While official details of the agreement have not been released, it appears the quartet may have dropped or at least suspended for now its initial 13 demands that included Qatar having to shut down Al Jazeera, end its relations with Iran, close Turkey’s military base in Doha and end its military cooperation with Ankara. These early steps seem promising, but only time will tell if the bargain reflects a possible true reconciliation that settles long-standing disagreements among these GCC states — or if the agreement is simply a face-saving measure allowing all parties to return to the occasionally tense state of affairs prior to the embargo and the threat of an invasion of Qatar.

Relations between Qatar and the sponsor of the new agreement, Saudi Arabia, appear to be recovering fastest. Indeed, rumors of shared economic and financial interests may spur the two countries to new forms of cooperation. The ties between Qatar and the UAE and Egypt, however, will likely take longer to improve. Due to long-standing mistrust and disagreements, particularly as relates to Qatar’s support to the Muslim Brotherhood, relations with both the UAE and Egypt can be fairly characterized by wariness and skepticism. 

Arguably the biggest obstacle to Gulf reconciliation — to the extent the countries were ever united in the past on core foreign policy objectives — is Qatar’s unwillingness to compromise on its relations with Tehran and Ankara. Only one day after the deal was signed, Qatari Foreign Minister Sheikh Mohammed bin Abdulrahman Al Thani reminded observers that Qatar’s bilateral relations will remain its own sovereign decision. He later urged Gulf nations to enter into a dialogue with Iran and offered to broker negotiations between the GCC and Tehran. Unsurprisingly, Qatar’s bilateral relations and economic ties with both Turkey and Iran improved after the blockade was imposed. One reason for the increased contacts with Iran was because Qatar was forced to fly through Iranian airspace after Qatar's other neighbors had blocked use of theirs; this essentially forced Qatar to negotiate with Iran over Qatar's right to fly from its own airports.

It’s unlikely Doha will abandon those who stood by it in exchange for an uncertain reconciliation with its GCC neighbors. Moreover, given the Biden administration’s publicly declared interest in returning to some sort of agreement with Iran on its nuclear weapons development, if not its missile programs and regional aggression, one might conclude that Qatar could be positioning itself to play an intermediary role in US-Iran negotiations in the coming months. Such a role would certainly be viewed by some as not entirely inconsistent with the Saudi crown prince’s desire that the recent accord reflect unity among the parties in countering Iran as a regional threat; others, however, will view Doha’s involvement as confirmation that Qatar remains too close to the Iranian ruling regime. 

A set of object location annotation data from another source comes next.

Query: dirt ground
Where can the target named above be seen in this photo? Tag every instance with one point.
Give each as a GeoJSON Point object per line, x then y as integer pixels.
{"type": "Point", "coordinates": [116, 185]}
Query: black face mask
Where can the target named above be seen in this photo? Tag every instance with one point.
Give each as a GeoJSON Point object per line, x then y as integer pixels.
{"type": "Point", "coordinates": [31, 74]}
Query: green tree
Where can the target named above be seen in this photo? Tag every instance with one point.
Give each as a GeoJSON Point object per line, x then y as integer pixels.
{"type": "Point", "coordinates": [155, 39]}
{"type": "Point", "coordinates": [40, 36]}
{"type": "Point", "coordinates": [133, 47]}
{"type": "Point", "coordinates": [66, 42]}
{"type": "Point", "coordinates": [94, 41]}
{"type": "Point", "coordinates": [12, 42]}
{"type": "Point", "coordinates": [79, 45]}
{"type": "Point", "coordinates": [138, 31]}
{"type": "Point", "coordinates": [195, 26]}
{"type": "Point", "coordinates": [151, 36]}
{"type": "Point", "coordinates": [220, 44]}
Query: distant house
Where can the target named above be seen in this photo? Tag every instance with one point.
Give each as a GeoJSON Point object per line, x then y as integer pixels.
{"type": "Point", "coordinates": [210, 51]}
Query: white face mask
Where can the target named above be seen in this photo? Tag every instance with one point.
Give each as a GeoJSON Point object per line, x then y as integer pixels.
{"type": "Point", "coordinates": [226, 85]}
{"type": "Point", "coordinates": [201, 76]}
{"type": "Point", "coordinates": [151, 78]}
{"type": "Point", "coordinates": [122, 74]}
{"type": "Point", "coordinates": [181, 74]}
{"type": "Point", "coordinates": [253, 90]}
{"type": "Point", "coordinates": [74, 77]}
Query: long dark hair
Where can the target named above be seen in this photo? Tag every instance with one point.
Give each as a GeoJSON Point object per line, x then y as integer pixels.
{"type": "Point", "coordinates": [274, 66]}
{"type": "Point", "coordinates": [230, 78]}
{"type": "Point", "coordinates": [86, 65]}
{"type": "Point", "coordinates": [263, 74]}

Sadly, tensions between Doha and Manama have increased since the initial enthusiasm after the agreement was signed, largely over claims that Bahraini sailors and jets have violated Qatari territory. Two weeks after reconciliation, Manama confiscated properties in Bahrain belonging to a Qatari royal. Bahraini Foreign Minister Abdullatif bin Rashid al-Zayani said Jan. 21 that since signing the agreement in Al Ula, Qatari authorities have shown no interest in resolving outstanding issues with Bahrain or other Gulf states.

As for the United States, recent Defense Department statements appear to indicate that at least one element of the military is taking another look at where the United States keeps its Gulf region forces, although it’s doubtful that Pentagon policymakers or Congress are keen to put all the US military assets in one basket or spend the billions required to relocate. Clarifications were quickly issued that articles about possible military expansion in the kingdom reflected preliminary discussions that were exploratory only. Still, the Saudis are much better at playing chess in terms of vying for military attention. 

Without knowing the actual terms of the agreement and the expectations of each party, it's difficult to say whether the accord reconciling the Gulf rift will be successful, but the disagreements that already have emerged are concerning. As the United States moves to focus on great power competition and a second attempt at an agreement that would stifle Iran’s hegemonic aspirations, unity among our allies in the Middle East on core security issues is critical to stability in the region and securing US national security interests there. There are plenty of ideological and foreign policy issues to grapple with, but it is still possible that the GCC will uphold the agreement — if only to start off on the right foot with the new US administration — while each of the parties freely conducts its own foreign policies. The trick will be ensuring that disagreements do not bubble over into another rupture and adversaries don’t gain ground by exploiting the fissures.